Poly Means Many: There are many aspects of polyamory. Each month, the PMM bloggers will write about their views on one of them. Links to all posts can be found at www.polymeansmany.com.
I’m going to try and write this month’s Poly Means Many piece without using the word that I think best sums up my approach to the topic of poly saturation because I’ve already dedicated an article to my thoughts on that topic. It begins with a b and ends in alance, but I’m not going to use that word here.
So, this month we are writing about saturation – is it just me or does at hint at lascivious activities? The dictionary definition includes: soaked, impregnated, or imbued thoroughly; charged thoroughly or completely; brought to a state of saturation.
That said, saturation also has a slightly negative connotation, as it’s frequently coupled with over, and as we all know, to be over saturated is not a good thing.
Of course when we apply the word saturation to polyamory, which itself is the notion of being able to love more than one person and suddenly the word saturation seems out of place, after all there is no such thing as ‘too much love’, right?
Love = relationships, regardless of how they are defined (and we should probably write about that word in the future, “relationships” will be a rich vein of thinking) so you could say, on the purest level, that it can’t be right that one person could have too many relationships, too much love.
But of course there are other constraints to a relationship, other reasons why someone who is poly may feel saturated, so I guess the real question I need to be asking myself is, how do I know?
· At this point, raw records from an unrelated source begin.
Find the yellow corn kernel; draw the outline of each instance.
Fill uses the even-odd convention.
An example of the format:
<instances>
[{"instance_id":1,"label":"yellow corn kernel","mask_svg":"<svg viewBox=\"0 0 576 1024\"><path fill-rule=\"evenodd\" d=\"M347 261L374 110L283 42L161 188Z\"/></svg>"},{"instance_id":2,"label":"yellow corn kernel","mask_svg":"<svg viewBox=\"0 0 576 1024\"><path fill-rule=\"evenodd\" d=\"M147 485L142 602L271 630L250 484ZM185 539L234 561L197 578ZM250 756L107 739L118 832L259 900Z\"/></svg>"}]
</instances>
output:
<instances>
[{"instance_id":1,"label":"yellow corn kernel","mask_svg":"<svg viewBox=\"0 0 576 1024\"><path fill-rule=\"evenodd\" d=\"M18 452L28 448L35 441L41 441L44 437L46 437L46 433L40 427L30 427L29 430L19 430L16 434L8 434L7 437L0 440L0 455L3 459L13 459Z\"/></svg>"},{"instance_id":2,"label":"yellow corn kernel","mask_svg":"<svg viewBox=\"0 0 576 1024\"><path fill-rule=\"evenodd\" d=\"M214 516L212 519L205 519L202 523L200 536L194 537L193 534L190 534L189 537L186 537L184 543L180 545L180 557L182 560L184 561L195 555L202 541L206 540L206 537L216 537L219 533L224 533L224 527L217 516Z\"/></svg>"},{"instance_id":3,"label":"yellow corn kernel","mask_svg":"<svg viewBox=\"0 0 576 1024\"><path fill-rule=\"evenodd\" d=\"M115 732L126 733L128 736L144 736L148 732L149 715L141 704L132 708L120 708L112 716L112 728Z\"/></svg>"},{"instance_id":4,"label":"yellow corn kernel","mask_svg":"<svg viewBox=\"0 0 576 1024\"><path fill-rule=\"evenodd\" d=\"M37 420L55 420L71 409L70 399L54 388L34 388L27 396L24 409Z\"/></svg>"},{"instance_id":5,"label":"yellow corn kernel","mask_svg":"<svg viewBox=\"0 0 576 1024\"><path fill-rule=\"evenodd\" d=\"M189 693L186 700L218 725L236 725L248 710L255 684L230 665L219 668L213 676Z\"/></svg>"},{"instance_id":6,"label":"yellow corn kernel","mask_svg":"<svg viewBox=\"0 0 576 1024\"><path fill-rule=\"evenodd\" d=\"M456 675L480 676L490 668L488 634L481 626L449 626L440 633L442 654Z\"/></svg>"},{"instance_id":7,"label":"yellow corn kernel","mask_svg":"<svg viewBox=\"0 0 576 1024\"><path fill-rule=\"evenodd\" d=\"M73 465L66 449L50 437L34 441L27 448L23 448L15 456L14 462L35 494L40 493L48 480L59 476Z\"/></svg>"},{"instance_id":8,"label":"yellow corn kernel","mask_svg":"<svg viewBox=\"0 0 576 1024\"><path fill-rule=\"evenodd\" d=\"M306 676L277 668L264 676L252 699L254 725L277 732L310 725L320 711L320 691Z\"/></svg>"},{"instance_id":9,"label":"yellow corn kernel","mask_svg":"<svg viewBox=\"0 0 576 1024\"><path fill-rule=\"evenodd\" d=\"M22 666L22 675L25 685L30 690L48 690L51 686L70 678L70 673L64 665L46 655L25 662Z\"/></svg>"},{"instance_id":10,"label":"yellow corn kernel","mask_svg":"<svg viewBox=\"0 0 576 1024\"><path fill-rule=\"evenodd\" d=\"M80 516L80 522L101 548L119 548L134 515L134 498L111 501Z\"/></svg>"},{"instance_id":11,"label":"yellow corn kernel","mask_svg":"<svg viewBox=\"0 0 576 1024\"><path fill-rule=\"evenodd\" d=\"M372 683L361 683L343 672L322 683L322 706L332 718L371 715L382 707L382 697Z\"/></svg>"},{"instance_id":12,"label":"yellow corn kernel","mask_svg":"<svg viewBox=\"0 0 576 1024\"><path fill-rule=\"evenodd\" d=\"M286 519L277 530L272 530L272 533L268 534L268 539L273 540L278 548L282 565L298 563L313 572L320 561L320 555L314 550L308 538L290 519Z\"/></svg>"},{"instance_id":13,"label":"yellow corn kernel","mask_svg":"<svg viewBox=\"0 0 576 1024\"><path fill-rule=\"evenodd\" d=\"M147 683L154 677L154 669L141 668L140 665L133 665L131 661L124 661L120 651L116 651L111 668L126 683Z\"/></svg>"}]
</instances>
Do I have too many relationships? Do I want to have more relationships than I can handle? How many is too many? How many is not enough?
As with most of these things, there is no one size fits all response. At present I have two relationships and have pondered, on and off, whether I could manage another, or for that matter if I even want another.
Being open about my poly lifestyle may help my own mindset, it may allow for a third wholly casual relationship (which may allow me to explore some other things my current partners can’t offer me) which itself would bring additional pressures on my current relationships both in terms of availability (time) and dealing with any New Relationship Energy (NRE) that would inevitably occur
And that’s all before finding someone who is happy with a casual relationship… and weirdly presumes that you can permanently keep a relationship in a single state. It’s no wonder my mind continues to churn.
Looking forward there are a myriad of thoughts to be considered and discussed both with myself and my partners and, as ever, that communication will help me see whether adding ‘one more’ to my current lifestyle is even feasible, let alone desirable.
Add in the other parts of my life, work, Yelp events, ISTC website development, holidays, getting to the gym more often, even down to the basics of keeping my flat tidy and other boring household chores… and yeah it might even come down to a matter of time, perhaps I am already happily saturated as it is.
Or perhaps the fact I even have to consider whether I am, or not, suggests that, at least emotionally, I feel that I still have some room in there for someone else?
Ultimately I’m not stressing about my current relationships, nor about whether I want/need another. These days the main advantage of being poly is one that I’ve not yet utilised, far from being in a place where saturation is an issue, I’m just enjoying the fact that being poly allows for that situation to arise naturally. The opportunity is there whether I force it (and seek out someone new) or it happens naturally and, for me, that’s a welcome balance to try and strike.
Dammit, I was trying to avoid that “b” word!